GLP-1s, Weight Loss Drugs, and the New Metabolic Care Conversation

GLP-1 medications have completely changed the way many patients and clinicians think about weight and metabolic health. Agents like semaglutide and tirzepatide have moved from specialist conversations into everyday primary care, fueled by striking clinical trial results and constant media coverage. Patients often arrive with stories of friends or celebrities who “lost 30 pounds” and want to know how quickly they can expect the same outcome.

The first challenge is recalibrating expectations. GLP-1s are powerful, but they are still medications with titration schedules, side effects, and ceilings. Nausea and other GI symptoms are common, especially early on, and oftentimes additional medications are necessary for symptomatic management. Moreover, responses and tolerability may vary. Some patients see rapid changes and have minimal symptoms, whereas others make progress slowly, and some will never tolerate the medication altogether. A discussion of strength training is essential too, as patients who neglect to maintain anabolic growth signals through the use of their muscles may lose valuable muscle mass, a concern that grows more harmful with advancing age.

Long-term planning is essential, as metabolic disease is a chronic, relapsing condition. Framing these drugs as long-term metabolic therapies rather than instant fixes helps align patients with the real arc of treatment. Just as patients are advised that their anti-hypertensive or lipid-lowering therapies are most likely to be taken indefinitely, a similar conversation should not be forgotten when discussing GLP-1s. It is important to set expectations about what might happen when patients stop the medication, how lifestyle changes fit into the picture, and what obstacles might stand in the way of ongoing therapy. Without this framing, patients may feel discouraged if weight returns after discontinuation or if long-term use is not feasible, highlighting the second major challenge associated with GLP-1s: access.

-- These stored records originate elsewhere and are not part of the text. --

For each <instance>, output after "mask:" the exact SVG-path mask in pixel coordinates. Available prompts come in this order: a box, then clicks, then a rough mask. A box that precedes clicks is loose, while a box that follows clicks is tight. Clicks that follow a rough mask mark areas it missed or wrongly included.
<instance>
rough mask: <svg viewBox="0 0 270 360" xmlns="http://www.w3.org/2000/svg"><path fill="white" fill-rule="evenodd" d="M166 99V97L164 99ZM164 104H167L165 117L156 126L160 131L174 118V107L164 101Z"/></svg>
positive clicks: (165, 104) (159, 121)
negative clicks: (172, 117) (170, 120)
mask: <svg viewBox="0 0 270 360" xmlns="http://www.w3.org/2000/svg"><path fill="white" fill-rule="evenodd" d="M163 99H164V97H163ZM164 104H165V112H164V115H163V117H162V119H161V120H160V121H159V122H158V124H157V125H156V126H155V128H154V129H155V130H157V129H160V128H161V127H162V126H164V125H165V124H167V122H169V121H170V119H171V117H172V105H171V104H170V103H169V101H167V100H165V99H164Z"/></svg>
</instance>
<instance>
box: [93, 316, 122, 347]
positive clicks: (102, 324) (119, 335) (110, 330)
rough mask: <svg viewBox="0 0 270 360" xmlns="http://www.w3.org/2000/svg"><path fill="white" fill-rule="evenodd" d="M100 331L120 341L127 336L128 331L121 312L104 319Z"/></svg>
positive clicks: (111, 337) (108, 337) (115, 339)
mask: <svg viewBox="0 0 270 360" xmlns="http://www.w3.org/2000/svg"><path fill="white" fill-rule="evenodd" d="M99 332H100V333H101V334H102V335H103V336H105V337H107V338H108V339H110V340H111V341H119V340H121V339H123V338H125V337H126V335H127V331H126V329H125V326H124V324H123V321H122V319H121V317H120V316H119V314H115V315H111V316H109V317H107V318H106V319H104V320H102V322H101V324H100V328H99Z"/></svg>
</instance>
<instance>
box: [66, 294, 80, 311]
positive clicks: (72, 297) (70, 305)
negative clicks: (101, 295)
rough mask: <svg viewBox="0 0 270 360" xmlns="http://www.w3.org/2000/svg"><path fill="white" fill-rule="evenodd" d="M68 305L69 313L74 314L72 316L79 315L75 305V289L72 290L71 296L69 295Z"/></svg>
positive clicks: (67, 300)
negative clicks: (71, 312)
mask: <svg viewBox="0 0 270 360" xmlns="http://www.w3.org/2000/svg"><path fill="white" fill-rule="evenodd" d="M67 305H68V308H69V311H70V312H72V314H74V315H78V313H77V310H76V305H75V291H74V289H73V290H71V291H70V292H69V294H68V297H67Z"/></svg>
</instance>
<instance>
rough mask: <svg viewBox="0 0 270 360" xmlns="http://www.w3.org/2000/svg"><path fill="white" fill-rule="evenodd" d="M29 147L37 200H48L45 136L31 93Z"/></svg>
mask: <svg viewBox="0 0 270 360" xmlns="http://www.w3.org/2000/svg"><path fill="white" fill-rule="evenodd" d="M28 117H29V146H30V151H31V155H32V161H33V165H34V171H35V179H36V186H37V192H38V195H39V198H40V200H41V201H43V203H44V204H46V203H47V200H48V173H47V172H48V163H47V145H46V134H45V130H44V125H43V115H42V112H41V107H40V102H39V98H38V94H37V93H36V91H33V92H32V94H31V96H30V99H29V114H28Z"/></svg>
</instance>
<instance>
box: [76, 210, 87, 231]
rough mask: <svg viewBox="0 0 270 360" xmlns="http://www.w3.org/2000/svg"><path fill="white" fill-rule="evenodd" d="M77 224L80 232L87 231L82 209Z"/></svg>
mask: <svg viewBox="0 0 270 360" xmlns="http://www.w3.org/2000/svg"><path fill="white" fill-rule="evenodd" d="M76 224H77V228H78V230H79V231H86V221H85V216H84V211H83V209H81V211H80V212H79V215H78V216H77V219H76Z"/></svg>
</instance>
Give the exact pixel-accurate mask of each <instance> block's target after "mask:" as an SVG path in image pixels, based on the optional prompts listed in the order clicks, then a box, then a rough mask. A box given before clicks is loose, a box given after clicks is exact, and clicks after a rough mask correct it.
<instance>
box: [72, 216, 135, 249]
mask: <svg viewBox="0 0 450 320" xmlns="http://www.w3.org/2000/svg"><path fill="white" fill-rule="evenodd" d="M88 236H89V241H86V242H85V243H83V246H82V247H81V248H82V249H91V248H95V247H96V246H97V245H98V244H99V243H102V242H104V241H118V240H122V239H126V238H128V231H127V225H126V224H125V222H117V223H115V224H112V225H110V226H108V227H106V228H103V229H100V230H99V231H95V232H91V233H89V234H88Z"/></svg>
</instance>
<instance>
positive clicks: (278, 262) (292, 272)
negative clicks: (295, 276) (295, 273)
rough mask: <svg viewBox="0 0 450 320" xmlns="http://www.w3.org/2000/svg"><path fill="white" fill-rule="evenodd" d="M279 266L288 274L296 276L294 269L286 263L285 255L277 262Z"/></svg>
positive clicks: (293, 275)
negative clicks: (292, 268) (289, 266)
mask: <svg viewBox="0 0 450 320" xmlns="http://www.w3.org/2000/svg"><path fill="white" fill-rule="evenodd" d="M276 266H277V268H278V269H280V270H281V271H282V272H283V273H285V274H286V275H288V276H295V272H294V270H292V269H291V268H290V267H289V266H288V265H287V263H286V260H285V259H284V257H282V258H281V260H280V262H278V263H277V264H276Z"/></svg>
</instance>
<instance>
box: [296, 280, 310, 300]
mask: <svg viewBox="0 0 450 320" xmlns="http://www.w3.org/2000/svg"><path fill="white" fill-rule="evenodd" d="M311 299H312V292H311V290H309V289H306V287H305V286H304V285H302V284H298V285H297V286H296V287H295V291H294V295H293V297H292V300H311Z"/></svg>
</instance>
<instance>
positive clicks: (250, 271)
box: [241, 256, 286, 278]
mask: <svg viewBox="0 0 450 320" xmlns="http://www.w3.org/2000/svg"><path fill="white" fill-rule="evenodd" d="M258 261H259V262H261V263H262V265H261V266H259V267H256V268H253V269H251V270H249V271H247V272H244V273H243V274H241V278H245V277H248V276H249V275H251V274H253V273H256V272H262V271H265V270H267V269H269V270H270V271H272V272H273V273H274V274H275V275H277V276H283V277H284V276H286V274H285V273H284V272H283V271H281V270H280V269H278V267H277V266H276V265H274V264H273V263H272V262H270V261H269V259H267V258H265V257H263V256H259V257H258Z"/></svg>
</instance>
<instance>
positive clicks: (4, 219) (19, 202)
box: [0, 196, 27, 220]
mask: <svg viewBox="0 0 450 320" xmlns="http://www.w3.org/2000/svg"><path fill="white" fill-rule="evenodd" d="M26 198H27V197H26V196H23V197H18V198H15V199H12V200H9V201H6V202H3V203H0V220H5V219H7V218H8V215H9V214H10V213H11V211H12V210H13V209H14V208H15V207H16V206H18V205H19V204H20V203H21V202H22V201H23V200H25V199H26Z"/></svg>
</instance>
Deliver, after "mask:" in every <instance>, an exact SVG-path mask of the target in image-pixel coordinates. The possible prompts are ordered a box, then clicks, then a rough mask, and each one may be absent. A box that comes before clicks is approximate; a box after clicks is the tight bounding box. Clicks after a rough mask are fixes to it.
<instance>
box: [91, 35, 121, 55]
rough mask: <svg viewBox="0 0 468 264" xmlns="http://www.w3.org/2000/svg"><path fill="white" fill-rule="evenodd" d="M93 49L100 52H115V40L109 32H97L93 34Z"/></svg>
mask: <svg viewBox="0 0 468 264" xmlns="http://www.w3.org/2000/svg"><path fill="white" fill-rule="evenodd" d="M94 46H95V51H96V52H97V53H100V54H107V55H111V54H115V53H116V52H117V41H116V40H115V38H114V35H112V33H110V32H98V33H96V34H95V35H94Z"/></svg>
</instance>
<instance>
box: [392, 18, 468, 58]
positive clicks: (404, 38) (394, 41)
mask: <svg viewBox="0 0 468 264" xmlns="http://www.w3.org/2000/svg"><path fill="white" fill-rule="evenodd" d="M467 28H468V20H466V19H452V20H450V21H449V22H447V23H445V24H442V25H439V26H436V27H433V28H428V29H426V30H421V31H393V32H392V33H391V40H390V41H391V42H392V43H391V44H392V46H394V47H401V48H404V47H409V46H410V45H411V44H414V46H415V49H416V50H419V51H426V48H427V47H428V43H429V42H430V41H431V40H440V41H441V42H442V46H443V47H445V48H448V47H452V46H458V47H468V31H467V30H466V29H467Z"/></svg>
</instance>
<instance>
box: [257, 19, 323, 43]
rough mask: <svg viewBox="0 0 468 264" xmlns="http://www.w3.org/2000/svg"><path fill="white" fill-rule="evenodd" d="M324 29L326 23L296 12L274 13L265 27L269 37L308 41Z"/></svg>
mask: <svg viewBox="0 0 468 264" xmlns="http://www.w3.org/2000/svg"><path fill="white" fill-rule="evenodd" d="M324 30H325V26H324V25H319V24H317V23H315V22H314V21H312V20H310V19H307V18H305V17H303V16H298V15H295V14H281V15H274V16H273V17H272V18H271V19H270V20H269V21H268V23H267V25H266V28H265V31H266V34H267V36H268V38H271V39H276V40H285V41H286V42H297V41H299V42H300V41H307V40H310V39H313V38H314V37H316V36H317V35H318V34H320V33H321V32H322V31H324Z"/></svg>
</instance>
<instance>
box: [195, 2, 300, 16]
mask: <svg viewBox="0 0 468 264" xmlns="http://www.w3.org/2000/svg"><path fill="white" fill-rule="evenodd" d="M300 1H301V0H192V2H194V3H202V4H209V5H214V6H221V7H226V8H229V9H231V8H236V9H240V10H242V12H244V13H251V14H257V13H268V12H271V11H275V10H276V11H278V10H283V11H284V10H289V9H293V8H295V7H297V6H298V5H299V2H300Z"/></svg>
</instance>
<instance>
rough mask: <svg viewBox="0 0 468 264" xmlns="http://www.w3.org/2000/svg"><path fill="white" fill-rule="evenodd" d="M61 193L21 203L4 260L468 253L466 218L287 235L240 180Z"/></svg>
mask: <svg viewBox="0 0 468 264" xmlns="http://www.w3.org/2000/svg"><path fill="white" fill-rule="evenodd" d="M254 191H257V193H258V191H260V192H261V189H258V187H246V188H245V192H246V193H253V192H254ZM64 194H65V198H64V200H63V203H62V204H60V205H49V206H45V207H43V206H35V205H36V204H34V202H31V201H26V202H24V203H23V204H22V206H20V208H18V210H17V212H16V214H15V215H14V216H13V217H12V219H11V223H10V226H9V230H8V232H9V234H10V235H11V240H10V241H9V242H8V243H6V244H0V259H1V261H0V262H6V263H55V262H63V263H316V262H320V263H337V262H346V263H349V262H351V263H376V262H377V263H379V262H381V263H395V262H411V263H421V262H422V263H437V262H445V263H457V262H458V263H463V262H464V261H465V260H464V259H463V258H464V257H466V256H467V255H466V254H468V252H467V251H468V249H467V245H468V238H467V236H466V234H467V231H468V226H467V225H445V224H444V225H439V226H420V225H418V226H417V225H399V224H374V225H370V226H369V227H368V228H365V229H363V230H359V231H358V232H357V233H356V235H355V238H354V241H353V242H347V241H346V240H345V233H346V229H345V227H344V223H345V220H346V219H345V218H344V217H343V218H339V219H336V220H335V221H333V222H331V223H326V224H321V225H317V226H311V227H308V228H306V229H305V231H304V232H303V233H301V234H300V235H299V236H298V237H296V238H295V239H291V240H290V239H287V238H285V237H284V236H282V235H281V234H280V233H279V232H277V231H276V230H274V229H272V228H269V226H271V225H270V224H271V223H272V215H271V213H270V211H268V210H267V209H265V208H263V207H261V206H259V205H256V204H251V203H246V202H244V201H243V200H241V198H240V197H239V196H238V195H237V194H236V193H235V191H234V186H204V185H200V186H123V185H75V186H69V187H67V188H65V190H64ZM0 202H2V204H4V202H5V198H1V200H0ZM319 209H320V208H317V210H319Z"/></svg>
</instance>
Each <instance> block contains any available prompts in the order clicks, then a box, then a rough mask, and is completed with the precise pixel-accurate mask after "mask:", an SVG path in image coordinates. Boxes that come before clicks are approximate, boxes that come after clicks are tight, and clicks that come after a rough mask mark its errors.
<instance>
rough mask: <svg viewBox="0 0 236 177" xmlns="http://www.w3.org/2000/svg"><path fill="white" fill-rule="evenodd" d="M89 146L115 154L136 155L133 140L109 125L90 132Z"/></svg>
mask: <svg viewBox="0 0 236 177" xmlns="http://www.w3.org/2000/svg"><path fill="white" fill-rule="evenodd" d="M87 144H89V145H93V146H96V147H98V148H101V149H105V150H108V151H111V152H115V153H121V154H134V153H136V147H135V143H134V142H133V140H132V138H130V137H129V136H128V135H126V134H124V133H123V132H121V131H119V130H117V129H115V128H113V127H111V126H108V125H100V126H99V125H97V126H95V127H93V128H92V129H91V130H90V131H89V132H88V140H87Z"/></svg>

Coverage for obesity indications remains inconsistent. Two patients with nearly identical clinical profiles may receive completely different insurance decisions depending on plan design and timing. Formularies can change mid-year, and shortages can interrupt ongoing therapy. Clinicians frequently find themselves explaining why the diabetes-indicated brand name may be covered while the obesity-indicated brand name of the same molecule is not.

Patients also sometimes need help understanding the differences between GLP-1 and GIP/GLP-1 combinations. Tirzepatide’s dual agonism, for example, is gaining attention as “the next step up,” but emerging data suggest it may be better to start with it in the first place. A head to head randomized trial showed that tirzepatide causes less gastrointestinal side effects than semaglutide, albeit at the expense of increased infusion-site reactions. Despite tirzepatide’s apparent superiority to semaglutide and other GLP-1s, the unfortunate reality is that clinicians are often forced to prescribe less effective and less tolerable medications due to wide variations in coverage and availability.